Although these methods facilitate the discovery of better models, the use of a heuristic algorithm means that even when employing the same dataset, the method of finding the best models, as well as the models themselves, can differ each time. Therefore, repeated searches implemented in the program effectively help the user find a solution very close to the optimal outcome.

Enhanced Multicollinearity Detection in ndCurveMaster

ndCurveMaster provides a multicollinearity detection feature to enhance the quality of the models created through the use of:

Variance Inflation Factor (VIF)
Pearson Correlation Matrix.

Variance Inflation Factor (VIF) for Multicollinearity Detection

The VIF index is widely used for detecting multicollinearity (more information can be found on Wikipedia). There's no strict VIF value to determine the presence of multicollinearity. VIF values above 10 are often considered an indication of multicollinearity, but values above 2.5 in weaker models may cause concern. ndCurveMaster calculates the VIF values for each model, which are displayed in the last column of the regression analysis table for each predictor, as shown below:

ndCurveMaster Variance Inflation Factor VIF

In addition, ndCurveMaster offers a search option for models with a VIF limit value. The user can select the "VIF cannot exceed" checkbox to only display models that do not exceed the selected VIF value. The default VIF limit value is 10, as shown below:

The user can adjust the limit as needed.

Utilizing the Pearson Correlation Matrix in ndCurveMaster

The Pearson Correlation Matrix window displays Pearson Correlation coefficients between each pair of variables, as shown below:

ndCurveMaster Pearson Correlation matrix

Examining the correlations between variables is the simplest way to detect multicollinearity. In general, an absolute correlation coefficient of more than 0.7 between two or more variables indicates the presence of multicollinearity.
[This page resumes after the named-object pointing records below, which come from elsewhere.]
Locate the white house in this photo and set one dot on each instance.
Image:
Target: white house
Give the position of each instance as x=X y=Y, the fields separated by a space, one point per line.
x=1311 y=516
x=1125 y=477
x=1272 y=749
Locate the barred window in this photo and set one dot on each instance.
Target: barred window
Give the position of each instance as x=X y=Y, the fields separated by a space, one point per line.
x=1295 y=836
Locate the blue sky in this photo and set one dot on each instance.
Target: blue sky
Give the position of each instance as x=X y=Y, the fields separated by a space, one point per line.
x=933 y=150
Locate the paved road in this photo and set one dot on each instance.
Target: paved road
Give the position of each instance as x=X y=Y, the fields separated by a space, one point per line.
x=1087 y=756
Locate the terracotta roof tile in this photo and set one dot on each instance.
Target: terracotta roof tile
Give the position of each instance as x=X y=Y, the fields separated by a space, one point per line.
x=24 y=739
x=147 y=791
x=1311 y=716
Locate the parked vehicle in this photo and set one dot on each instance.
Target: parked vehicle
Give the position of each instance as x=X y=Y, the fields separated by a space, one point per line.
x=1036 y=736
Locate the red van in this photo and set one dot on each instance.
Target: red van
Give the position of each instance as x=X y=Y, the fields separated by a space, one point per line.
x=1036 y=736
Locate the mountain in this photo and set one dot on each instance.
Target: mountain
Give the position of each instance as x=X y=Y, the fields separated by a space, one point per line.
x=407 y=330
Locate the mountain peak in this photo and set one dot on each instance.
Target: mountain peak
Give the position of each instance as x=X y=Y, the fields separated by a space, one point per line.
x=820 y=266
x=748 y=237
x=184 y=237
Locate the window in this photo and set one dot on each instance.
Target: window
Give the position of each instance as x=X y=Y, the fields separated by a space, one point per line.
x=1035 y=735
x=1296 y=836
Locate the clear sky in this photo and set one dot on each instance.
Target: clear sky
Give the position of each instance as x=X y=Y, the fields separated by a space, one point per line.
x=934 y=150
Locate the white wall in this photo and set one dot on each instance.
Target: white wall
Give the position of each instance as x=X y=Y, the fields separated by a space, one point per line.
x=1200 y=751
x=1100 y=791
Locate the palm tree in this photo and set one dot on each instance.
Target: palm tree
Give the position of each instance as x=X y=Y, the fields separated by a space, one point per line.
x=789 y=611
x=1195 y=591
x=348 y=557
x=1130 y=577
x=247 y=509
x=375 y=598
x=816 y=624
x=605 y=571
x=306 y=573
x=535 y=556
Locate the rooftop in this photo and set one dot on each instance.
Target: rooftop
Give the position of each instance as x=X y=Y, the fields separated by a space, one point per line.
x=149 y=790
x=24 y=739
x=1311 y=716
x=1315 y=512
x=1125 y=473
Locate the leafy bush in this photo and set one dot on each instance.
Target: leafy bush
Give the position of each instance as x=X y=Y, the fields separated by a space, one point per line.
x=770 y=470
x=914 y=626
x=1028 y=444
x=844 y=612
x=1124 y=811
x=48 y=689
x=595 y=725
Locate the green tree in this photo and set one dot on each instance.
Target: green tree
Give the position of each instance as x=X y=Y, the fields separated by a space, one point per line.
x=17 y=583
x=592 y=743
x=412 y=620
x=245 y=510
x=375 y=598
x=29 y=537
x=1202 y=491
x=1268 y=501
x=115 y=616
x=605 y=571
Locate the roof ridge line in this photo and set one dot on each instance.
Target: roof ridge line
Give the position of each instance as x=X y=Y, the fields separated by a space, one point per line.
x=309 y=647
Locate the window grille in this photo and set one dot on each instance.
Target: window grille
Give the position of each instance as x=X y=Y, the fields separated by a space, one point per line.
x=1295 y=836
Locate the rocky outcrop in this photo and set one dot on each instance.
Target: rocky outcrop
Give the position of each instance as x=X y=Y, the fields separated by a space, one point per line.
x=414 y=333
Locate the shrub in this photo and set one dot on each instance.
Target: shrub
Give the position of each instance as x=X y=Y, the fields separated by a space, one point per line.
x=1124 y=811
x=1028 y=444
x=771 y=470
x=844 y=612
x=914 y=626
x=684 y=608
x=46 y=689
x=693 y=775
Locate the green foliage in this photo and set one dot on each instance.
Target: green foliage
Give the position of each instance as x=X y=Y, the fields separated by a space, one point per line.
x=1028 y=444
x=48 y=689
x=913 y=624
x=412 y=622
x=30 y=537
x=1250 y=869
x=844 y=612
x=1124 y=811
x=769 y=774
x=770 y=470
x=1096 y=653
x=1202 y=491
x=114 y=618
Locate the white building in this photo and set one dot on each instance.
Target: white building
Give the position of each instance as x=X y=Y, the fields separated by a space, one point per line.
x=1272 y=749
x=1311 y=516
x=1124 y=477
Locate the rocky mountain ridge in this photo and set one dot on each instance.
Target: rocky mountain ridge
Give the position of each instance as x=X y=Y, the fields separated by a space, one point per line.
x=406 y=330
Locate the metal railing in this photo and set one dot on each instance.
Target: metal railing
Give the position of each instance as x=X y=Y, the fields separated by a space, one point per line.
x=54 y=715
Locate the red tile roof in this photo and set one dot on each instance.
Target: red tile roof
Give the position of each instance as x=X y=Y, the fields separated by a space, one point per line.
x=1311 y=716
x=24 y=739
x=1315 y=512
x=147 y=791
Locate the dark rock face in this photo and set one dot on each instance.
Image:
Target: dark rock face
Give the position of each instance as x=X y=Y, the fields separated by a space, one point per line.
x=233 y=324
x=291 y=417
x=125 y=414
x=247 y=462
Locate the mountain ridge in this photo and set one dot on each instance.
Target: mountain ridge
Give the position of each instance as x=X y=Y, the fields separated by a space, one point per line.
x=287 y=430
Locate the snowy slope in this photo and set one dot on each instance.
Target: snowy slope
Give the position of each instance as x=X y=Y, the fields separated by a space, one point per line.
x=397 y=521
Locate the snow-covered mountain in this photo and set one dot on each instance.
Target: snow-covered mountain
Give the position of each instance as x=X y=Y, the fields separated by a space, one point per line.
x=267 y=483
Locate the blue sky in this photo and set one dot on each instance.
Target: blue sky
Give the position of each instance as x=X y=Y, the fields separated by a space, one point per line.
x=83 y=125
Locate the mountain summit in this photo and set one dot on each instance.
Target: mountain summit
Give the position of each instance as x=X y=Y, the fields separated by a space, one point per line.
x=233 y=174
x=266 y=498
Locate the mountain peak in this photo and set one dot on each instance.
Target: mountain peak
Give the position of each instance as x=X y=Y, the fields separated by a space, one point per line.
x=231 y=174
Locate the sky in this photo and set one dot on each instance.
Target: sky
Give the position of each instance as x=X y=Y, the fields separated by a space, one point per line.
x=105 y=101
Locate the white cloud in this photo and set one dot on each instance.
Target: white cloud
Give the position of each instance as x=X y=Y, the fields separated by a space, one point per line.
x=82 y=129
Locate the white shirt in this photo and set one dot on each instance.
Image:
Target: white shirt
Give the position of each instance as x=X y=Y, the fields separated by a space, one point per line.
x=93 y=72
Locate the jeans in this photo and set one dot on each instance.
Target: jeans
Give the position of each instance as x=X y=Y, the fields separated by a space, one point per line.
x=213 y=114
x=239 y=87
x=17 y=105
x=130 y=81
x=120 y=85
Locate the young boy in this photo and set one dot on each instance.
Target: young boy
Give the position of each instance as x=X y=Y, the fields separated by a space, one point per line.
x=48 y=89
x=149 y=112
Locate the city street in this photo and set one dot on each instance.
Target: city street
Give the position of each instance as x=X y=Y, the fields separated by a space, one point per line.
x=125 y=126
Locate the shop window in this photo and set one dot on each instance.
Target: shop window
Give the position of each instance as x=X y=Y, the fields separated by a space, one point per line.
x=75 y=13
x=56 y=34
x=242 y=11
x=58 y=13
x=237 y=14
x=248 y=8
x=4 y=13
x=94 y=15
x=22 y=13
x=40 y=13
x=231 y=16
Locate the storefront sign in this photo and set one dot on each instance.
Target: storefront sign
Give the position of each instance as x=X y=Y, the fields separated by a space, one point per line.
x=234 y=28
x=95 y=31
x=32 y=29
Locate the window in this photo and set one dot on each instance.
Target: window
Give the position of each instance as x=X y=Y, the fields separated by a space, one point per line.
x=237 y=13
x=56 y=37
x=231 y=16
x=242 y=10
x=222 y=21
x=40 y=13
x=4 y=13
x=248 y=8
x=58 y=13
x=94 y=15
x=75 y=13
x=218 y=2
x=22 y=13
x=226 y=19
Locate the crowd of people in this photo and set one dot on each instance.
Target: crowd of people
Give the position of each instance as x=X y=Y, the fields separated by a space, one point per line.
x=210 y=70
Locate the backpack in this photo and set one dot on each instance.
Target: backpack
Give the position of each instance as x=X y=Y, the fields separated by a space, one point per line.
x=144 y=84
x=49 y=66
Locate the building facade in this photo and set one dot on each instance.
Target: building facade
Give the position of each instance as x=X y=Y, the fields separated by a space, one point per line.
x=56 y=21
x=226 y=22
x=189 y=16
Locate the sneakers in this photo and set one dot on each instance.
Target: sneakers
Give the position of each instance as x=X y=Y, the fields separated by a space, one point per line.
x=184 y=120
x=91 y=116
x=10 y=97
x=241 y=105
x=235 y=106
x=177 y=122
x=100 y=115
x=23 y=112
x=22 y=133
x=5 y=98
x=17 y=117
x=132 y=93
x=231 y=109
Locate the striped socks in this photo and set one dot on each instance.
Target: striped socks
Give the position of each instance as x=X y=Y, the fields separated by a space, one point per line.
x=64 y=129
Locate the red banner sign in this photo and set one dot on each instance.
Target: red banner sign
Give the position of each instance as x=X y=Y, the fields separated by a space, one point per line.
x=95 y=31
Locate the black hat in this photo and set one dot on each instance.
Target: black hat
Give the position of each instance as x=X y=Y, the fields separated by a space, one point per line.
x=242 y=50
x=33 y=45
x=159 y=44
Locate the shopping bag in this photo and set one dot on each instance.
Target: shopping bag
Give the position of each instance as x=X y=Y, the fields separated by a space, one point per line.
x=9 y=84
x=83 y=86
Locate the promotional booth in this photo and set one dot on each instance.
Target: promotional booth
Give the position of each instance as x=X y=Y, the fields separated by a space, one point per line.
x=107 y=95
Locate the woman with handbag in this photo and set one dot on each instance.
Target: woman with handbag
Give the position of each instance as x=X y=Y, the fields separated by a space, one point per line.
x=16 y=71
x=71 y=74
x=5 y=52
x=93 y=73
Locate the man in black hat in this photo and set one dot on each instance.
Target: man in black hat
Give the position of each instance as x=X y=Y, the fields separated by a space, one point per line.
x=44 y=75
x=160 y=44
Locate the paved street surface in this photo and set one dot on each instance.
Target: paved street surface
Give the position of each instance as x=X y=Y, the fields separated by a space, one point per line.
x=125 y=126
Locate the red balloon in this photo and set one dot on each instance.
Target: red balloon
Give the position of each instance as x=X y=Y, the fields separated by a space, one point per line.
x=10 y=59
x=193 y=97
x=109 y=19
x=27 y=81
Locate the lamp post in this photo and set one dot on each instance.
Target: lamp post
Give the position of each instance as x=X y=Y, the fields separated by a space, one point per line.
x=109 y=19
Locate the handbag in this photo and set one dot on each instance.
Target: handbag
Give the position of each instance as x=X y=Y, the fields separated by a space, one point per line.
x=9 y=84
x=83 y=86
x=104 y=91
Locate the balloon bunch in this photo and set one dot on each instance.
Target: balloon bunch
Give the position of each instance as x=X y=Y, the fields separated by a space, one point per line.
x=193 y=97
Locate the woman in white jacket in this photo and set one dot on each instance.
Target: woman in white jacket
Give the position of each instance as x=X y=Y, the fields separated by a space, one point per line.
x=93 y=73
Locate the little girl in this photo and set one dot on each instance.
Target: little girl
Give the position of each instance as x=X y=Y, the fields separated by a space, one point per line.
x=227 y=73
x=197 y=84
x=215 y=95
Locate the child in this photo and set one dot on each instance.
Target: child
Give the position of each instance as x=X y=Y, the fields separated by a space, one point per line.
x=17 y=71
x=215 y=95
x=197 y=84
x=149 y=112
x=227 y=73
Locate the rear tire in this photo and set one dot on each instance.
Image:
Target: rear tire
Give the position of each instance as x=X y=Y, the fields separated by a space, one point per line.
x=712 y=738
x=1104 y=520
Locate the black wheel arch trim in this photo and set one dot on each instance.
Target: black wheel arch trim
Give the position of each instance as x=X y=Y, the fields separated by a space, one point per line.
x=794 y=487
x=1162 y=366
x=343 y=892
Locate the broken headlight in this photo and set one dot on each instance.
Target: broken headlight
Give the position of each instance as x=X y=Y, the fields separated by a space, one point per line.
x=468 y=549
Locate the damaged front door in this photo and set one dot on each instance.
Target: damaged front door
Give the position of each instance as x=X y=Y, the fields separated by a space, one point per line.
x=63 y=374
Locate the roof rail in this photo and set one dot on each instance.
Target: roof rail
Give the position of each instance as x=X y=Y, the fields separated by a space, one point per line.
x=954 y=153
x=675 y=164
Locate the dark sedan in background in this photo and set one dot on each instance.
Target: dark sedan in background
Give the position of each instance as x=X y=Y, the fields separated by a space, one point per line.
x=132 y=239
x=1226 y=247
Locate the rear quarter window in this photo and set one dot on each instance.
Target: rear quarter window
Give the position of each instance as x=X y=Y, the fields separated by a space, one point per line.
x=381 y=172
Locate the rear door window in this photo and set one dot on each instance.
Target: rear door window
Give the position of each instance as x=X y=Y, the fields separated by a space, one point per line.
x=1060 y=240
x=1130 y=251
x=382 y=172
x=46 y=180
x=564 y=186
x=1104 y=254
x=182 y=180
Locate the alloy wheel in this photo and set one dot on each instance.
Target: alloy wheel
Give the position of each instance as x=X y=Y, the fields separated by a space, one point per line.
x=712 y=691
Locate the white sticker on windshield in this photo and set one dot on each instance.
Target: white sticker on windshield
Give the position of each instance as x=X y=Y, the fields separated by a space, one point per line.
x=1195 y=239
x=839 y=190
Preventing Overfitting in Multivariable Nonlinear Regression Models

Overfitting occurs when a statistical model has too many parameters compared to the sample size used to build it. This is a common problem in machine learning, but it is not usually applicable to regression models. However, ndCurveMaster's advanced algorithms make it possible to build complex multi-variable models, which can also be susceptible to overfitting.

In regression analysis with one independent variable, overfitting can be easily detected by examining the graph:

But in nonlinear regression analysis of many variables it is not possible to detect overfitting in this way. Therefore, ndCurveMaster has implemented an overfitting detection technique using the test set method. The software randomly selects part of the data for the test set:

ndCurveMaster Overfitting Program Option

and uses the remaining data for regression analysis. Overfitting is detected by comparing the root mean square (RMS) errors of the test set and the entire dataset.

The following example shows a multi-variable regression model: Y = a₀ + a₁*exp(x₁) + a₂*x₂^-8 + a₃*x₃^5.6 + a₄*x₄^-1 + a₅*x₅⁹ + a₆*x₆^4.1 + a₇*exp(x₆)³ + a₈*x₅¹⁶ + a₉*(1/2)^x₄ + a₁₀*x₂^-6 + a₁₁*x₁^1.9 + a₁₂*x₃^5.2 + a₁₃*x₁^-11 + a₁₄*(ln(x₃))⁸ + a₁₅*exp(x₅)^-1 + a₁₆*x₄^1.9 + a₁₇*x₆¹⁶ + a₁₈*x₂¹⁰ + a₁₉*exp(x₃)⁵ + a₂₀*(ln(x₆))² + a₂₁*x₄^-4 + a₂₂*exp(x₅)² + a₂₃*x₄^4.2 + a₂₄*x₅¹⁵ + a₂₅*x₆¹⁵ + a₂₆*x₃¹²

Standard statistical analysis of the entire dataset may not detect overfitting. However, ndCurveMaster can also check the RMS errors of the test set and the entire dataset. In the example below, the test set RMS error is 9.55 and the dataset RMS error is 0.138. ndCurveMaster detects overfitting because the test set error is 68.775 times the dataset error.

The overfitting is clearly demonstrated in the graph below, where blue points represent the entire dataset and yellow points represent the test set:

The graph shows that the fit of the entire dataset looks perfect, but the test set points do not fit well.